Assembly Speaker Carl Heastie recently said, "I just don't believe raising penalties is ever a deterrent."


Senate Majority Leader Andrea Stewart-Cousins joined her Assembly counterpart in expressing the same sentiment, saying: “Both houses find that merely raising penalties does not necessarily get at, you know, diminishing the amount of crime."


Another leading Senate Democrat, Brooklyn Senator Kevin Parker added, “I don’t see any increase in penalties coming out of the state Legislature.”


It’s preposterous. If retail thieves, if criminals in general, don’t fear the consequences of their actions -- and they don’t in New York State today -- there’s no stopping this explosion of crime and violence. You might just as well wave a white flag of surrender.


“It’s better off to commit a crime than get a job in New York,” says the President of New York’s Bodega and Small Business Association.


“How do you deter crime except by penalty?” asks Nelson Eusebio, who heads the National Supermarket Association and Coalition to Save our Supermarkets. He’s right.


For her part, Governor Kathy Hochul has acknowledged the growing retail theft crisis and put forth a $45 million plan to establish a new state-level task force to coordinate statewide responses. The governor also wants to:


--set up a New York State Police Smash and Grab Enforcement Unit dedicated to building cases against organized retail theft rings;


--increase funding for local district attorneys to prosecute property crime cases and to bolster the ability of local law enforcement to combat retail theft; and


--establish a Commercial Security Tax Credit to help business owners offset the expense of store security measures.

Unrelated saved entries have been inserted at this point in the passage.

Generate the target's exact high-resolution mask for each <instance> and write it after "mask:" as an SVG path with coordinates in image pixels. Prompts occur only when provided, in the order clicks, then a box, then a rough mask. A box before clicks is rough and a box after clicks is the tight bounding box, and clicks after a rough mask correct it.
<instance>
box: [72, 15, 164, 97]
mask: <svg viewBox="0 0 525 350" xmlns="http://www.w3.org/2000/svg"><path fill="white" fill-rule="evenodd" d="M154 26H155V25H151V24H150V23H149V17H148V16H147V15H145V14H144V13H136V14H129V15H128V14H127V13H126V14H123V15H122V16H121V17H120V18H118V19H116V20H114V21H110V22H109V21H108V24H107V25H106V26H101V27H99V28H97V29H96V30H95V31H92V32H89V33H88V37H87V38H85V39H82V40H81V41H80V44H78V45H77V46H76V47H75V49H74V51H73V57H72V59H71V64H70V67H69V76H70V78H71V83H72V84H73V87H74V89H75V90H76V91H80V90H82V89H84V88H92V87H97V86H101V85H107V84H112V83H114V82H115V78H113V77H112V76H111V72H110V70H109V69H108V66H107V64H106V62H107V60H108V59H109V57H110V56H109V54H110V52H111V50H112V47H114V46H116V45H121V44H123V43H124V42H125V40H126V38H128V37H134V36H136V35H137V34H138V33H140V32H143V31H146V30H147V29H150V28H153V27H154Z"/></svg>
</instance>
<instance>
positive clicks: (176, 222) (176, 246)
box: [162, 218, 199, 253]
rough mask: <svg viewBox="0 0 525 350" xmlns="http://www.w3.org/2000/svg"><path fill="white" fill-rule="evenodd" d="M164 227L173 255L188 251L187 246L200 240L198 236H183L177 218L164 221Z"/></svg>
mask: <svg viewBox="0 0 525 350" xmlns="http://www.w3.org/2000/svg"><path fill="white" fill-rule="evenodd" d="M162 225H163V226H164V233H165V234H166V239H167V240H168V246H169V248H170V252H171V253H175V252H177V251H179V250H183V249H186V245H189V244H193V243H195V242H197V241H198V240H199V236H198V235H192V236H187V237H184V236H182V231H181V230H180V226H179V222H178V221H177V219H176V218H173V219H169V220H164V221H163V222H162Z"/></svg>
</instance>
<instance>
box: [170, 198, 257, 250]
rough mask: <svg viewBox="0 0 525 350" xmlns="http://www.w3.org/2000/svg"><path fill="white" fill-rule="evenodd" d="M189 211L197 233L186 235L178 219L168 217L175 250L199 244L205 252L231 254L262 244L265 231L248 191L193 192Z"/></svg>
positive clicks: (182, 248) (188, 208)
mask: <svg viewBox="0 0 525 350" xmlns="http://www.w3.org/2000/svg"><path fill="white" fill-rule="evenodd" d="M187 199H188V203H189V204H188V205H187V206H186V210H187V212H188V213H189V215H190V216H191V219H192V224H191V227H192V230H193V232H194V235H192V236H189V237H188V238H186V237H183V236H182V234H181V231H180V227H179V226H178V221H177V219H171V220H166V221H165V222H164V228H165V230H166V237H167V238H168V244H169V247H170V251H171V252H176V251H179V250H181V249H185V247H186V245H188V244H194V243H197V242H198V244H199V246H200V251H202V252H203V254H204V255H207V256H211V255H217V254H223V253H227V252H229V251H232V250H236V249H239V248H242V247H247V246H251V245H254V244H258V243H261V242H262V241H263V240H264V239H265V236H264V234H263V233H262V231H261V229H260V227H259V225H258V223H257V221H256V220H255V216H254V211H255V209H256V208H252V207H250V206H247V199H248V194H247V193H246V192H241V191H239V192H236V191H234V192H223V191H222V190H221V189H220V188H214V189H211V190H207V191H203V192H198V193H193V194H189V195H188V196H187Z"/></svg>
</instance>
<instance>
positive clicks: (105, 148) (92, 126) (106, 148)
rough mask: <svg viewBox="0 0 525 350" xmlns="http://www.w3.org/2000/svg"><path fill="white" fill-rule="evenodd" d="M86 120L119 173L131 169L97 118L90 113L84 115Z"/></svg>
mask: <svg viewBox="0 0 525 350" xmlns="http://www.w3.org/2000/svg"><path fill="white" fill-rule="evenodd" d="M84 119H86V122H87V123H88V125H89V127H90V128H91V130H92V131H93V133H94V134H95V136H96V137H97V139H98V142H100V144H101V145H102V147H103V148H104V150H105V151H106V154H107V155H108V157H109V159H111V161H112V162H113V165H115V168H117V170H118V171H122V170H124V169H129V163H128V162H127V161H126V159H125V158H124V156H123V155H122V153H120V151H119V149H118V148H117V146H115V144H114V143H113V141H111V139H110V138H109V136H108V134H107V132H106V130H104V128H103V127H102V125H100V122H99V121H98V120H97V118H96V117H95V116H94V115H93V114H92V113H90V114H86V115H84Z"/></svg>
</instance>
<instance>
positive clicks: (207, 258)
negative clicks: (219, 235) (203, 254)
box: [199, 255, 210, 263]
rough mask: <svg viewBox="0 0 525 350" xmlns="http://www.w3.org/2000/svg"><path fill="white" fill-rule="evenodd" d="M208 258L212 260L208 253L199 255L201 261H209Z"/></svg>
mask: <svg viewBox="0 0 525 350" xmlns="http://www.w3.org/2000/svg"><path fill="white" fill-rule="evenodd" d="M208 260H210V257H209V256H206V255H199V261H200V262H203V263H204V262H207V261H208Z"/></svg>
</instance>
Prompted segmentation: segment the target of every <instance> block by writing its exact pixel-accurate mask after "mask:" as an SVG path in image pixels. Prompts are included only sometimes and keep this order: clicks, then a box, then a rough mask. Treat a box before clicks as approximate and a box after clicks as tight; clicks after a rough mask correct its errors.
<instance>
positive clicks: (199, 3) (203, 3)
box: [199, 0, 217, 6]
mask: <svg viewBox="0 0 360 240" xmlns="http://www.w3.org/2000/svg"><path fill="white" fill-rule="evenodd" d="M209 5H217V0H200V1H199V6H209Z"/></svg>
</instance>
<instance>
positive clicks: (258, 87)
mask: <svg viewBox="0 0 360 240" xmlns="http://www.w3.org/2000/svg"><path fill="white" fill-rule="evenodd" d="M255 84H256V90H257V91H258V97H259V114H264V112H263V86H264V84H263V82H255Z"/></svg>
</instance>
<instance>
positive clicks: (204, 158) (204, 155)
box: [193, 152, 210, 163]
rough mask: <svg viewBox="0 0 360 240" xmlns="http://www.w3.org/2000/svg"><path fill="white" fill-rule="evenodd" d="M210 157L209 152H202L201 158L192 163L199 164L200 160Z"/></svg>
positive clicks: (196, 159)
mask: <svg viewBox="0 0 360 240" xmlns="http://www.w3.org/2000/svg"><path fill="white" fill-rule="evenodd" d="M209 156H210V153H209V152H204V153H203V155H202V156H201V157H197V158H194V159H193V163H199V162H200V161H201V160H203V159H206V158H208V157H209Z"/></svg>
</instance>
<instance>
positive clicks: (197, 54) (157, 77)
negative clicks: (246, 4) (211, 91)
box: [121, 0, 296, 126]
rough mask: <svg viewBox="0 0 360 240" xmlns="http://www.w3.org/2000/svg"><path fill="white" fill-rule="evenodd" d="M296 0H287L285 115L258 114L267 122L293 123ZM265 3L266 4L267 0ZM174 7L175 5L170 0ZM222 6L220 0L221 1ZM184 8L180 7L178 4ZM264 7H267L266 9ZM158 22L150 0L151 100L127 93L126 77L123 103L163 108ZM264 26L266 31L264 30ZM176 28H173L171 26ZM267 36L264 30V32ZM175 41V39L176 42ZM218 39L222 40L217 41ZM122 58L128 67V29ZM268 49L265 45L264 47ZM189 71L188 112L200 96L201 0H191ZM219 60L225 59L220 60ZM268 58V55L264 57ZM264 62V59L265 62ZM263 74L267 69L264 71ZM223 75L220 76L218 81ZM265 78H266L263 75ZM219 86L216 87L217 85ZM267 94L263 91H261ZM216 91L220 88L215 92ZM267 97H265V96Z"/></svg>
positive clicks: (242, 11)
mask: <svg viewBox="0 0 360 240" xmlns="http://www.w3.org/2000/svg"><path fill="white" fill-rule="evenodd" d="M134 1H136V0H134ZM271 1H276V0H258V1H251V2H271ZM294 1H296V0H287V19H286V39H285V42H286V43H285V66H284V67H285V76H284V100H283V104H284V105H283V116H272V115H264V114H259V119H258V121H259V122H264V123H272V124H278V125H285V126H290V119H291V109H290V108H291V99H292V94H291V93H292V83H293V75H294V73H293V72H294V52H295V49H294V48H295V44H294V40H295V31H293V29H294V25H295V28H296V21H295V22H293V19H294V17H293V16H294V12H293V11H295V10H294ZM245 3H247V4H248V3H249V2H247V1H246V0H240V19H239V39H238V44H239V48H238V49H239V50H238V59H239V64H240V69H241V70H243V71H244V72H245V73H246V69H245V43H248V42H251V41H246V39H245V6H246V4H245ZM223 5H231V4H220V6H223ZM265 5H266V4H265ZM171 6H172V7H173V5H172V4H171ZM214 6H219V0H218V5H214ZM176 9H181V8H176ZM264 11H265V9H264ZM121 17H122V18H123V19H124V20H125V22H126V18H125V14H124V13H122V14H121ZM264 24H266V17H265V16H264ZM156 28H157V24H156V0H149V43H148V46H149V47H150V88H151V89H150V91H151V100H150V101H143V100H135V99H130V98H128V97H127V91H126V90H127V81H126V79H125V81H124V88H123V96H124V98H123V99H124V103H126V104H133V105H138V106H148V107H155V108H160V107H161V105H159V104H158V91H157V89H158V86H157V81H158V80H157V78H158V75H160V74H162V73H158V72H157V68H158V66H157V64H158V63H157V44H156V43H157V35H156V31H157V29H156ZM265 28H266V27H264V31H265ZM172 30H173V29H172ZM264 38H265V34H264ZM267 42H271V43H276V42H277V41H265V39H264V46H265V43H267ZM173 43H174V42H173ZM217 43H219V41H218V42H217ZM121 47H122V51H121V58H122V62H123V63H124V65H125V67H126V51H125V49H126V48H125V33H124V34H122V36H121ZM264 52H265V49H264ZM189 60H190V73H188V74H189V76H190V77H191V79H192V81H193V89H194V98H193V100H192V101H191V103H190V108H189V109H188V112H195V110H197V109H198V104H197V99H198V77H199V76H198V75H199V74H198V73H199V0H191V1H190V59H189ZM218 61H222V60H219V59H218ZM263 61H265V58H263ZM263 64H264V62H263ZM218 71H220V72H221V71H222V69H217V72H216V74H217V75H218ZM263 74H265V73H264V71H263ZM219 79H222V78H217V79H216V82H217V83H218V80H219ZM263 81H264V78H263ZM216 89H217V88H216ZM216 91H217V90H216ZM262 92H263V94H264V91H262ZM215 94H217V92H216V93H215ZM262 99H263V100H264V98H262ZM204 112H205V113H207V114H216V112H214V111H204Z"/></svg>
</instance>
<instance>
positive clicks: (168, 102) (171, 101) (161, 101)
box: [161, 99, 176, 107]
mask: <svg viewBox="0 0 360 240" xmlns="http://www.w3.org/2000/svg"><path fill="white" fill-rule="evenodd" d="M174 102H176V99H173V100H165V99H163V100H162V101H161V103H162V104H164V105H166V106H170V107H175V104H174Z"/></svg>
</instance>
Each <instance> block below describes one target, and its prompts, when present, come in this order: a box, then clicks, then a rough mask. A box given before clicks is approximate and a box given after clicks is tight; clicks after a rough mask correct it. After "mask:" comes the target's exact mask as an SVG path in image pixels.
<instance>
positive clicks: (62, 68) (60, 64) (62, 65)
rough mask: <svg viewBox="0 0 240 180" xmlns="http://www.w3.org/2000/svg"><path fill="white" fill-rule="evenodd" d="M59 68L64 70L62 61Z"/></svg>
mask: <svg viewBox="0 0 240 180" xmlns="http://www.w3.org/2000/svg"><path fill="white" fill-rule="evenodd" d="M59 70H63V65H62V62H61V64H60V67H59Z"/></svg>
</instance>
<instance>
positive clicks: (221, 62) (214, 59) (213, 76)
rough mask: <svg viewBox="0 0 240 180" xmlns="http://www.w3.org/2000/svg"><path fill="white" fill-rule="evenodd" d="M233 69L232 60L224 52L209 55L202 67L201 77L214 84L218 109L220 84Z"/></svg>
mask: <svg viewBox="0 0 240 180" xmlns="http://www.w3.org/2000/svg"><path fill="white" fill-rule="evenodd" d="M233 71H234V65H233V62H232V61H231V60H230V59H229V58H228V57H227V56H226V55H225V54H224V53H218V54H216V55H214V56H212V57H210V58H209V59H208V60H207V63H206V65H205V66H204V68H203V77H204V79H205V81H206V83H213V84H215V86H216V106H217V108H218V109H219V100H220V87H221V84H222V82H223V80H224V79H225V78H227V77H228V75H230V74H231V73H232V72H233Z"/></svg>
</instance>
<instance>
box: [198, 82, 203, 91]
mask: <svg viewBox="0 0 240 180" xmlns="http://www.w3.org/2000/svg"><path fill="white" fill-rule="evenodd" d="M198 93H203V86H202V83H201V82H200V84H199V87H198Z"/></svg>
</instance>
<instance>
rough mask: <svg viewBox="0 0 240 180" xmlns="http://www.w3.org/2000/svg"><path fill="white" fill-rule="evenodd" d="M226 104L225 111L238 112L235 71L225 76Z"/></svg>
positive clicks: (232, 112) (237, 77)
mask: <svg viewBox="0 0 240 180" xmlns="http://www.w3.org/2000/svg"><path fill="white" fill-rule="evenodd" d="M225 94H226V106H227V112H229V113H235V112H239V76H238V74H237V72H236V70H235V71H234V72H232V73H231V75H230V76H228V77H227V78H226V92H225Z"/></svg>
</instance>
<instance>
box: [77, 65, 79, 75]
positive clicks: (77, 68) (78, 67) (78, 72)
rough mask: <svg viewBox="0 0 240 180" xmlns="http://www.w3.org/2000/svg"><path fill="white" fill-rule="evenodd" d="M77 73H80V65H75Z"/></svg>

That’s all well and good, but can any of the above be truly effective without being accompanied by tougher penalties for criminals? Yes, the governor has expressed her own support for increased penalties as part of the broader deterrent and enforcement strategy, but she failed to put it in her proposed executive budget, which is where she has the most power with the Legislature’s Democratic supermajorities. Consequently, it’s clearly going nowhere in the Democrat-controlled Legislature, and the governor appears in no position to be able to sway their opinion.


Writing in the New York Post, longtime New York City newspaper columnist Michael Goodwin reacted to Assembly Speaker Heastie’s “penalties are not a deterrent” way of thinking this way: “Because (Heastie) has a life-or-death grip on every piece of legislation that moves or doesn’t move in Albany, his admission illustrates why lawmakers have allowed and even encouraged the waves of crime and public disorder that are destroying New York. The lenient bail laws, the handcuffs on judges, the raising of the age from 16 to 18 for young offenders to be treated as adults -- they all play a role in the coddling of criminals and the victimization of the innocent. The murder of (New York City) Police Officer Jonathan Diller by a career criminal who along with his partner had racked up at least 35 combined arrests underscores the devastating impact Heastie and his Democratic collaborators are having.”


Goodwin hits the bull’s eye here. New York State under one-party control has spent the past several years coddling criminals and victimizing law-abiding, innocent citizens.


The plague of retail theft goes on ravaging New York and other cities and, as I started this column, the prevalence of lawlessness is seeping into every corner of the state, including the horrific encounter that left Chemung County Sheriff’s Investigator Mike Theetge fighting for his life.